For reasons too boring to bother explaining, a teenaged semi-nephew of ours had to stay at our house from after school yesterday until leaving for school this morning.
His mother had said “he’ll eat anything” and “he likes a ham sandwich and milk for a snack.” Since we didn’t have those last two things (Mr. Strong isn’t supposed to eat salty foods and neither of us drink milk) I went to the grocery store and bought a pound of sliced ham and a half gallon of milk and figured that covered it. (We do have bread, butter, cheese, and a half dozen kinds of mustard on hand.)
He ate SIX ham sandwiches between afternoon ‘snack’ and watching tv ‘snack’ and 'bedtime ‘snack’ and drank the entire carton of milk before 10 p.m.!
This was on top of eating three servings of chicken and two pieces of chocolate cake at dinner and another piece of cake later on.
Is this possibly normal? Is that just how teen aged boys eat?? (We didn’t have children, and Mr. Strong says he never ate like that himself when he was young.)
The kid is about 5’ 8" and maybe 20ish pounds overweight to my eye, so I don’t think his own family has been starving him or anything.
If allowed, quite a few teenaged boys will eat like that, yes. Especially if they’re gearing up for a growth spurt, or in the middle of one–but often just on general principle.
If there’s a next time, give him smaller amounts and tell him that’s what you’ve got. He probably looked at that stuff and thought “All for me, oh boy!”
Six sandwiches seems a kind of high but not abnormal. I’ve seen teens that were beanpoles put away two Chipotle burritos, which I would have said was not possible.
He may have been showing off a little. He might have known you bought all that for him and he wouldn’t be there the next day.
I recall making 2 dozen chocolate chip cookies once, and them being gone after dinenr that night. My Mom went and searched my brother’s room thinking he must be hoarding them, because he also ate three pieces ofchicken, mashed potatoes and veggies at dinenr.

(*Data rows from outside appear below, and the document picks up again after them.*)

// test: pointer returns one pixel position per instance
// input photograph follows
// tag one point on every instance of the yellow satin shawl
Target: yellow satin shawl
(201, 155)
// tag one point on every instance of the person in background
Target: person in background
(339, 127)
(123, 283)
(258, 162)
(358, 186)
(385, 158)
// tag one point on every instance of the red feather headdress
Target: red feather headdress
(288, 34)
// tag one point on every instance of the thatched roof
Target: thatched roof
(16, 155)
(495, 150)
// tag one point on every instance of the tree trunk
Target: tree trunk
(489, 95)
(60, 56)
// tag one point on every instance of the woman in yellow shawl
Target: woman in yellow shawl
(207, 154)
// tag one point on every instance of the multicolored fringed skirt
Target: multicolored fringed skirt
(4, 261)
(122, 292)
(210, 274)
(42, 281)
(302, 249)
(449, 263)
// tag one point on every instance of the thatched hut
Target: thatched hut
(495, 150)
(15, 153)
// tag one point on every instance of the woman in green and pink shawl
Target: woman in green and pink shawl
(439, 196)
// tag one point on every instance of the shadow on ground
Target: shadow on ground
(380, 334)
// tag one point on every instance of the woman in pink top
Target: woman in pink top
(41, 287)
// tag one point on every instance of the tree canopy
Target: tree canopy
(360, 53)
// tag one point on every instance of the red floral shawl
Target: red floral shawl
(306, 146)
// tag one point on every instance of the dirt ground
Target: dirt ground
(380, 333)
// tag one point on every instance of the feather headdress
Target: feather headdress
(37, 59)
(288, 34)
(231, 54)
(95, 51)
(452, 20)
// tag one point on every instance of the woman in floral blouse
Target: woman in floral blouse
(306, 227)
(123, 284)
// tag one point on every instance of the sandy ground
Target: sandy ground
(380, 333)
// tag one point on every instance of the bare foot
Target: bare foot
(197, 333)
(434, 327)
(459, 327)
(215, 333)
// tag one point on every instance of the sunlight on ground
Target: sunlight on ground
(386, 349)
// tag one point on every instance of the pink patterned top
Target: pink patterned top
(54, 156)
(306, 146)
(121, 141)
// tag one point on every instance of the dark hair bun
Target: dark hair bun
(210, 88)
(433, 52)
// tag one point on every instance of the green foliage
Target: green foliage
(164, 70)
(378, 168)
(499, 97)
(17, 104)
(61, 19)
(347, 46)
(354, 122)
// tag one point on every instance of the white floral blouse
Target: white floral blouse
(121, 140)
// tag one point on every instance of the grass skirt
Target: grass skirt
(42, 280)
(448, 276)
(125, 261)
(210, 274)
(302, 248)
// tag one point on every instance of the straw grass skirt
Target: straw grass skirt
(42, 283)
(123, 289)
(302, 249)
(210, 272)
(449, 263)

Nope, he had eaten them all. He was just about to turn 12, and that continued for the next 13 years or so.
At the risk of posting a “me too” – me too. The thing is when I hit my early 20s I was pretty much in denial about how I could ever get overweight. And so I got overweight.
My husband was in a blended family, with SIX teenage boys. His mother served a lot of rice, beans, bread, and other cheap starches. As a general rule, they went through two loaves of bread (the long sandwich loaves) each night at dinner, plus whatever was consumed during the day for breakfast and lunch.
Not surprisingly, his mom encouraged the teen boys to get after school jobs at restaurants. My husband worked at a pizza parlor, and his first chore each day was to remove the leftovers from the lunch buffet. He’d put all the slices in a box on top of an oven, and whenever he had a free moment, he’d munch out. Since the leftovers would be thrown away otherwise, and my husband is a fast worker, his boss was OK with this. Plus, my husband was entitled to a free dinner if he worked a certain number of hours each day…and he managed to scarf down dinner, too.
I used to have a D&D group at my house every week, and we’d usually play for at least 6 hours. I generally made at least one meal, plus snacks, for each meeting. There was a core group of 3 adults and 3 teen boys, and occasionally other people as well. The teen boys were very polite, but they could certainly put away the food.
I remember my brothers eating like that when we were teens. They are just 18 months apart. I remember the entire top shelf of the refrigerator (not the side-by-side type) filled with gallons of milk. We’d seriously buy 6 or 8 gallons at a time. Of course there were three other kids (two of them preschoolers) plus the parents, but still, it knocks my socks off how much food and milk those two boys consumed.
My own two teens, a boy and a girl, plus the first grader, are eating me out of house and home, but not at those levels. Forget a package of cookies lasting more than a day around my house, though. Ramen noodles, too: gone, gone, gone.
Many teenage boys do eat what seems like ridiculous amounts of food. They need it to fuel their growth. The trick for them will be to recognize when they no longer need to eat that way. A fair few don’t and that is one reason we have the cliche of the lardassed ex-high school athlete.
Ha; that takes me back to when I’d eat whole loaves of garlic bread in one sitting. A loaf (of the long & skinny style) would just barely fit in our microwave if you put in diagonally.
My son seems to be good at recognizing his fluctuating needs, but not at knowing in advance if it’s going to be a three gallon of milk week or a one gallon week.
My brother at 18 would fry half a pound of bacon with six or eight eggs for breakfast, and still be ready for lunch at he usual time. It was amazing the amount of food he could put away. At that time he was skinny. Now, 40 years later, he doesn’t eat like that and is no longer skinny!
Boys eat like birds, and I think birds eat >25% of their body weight in food each day.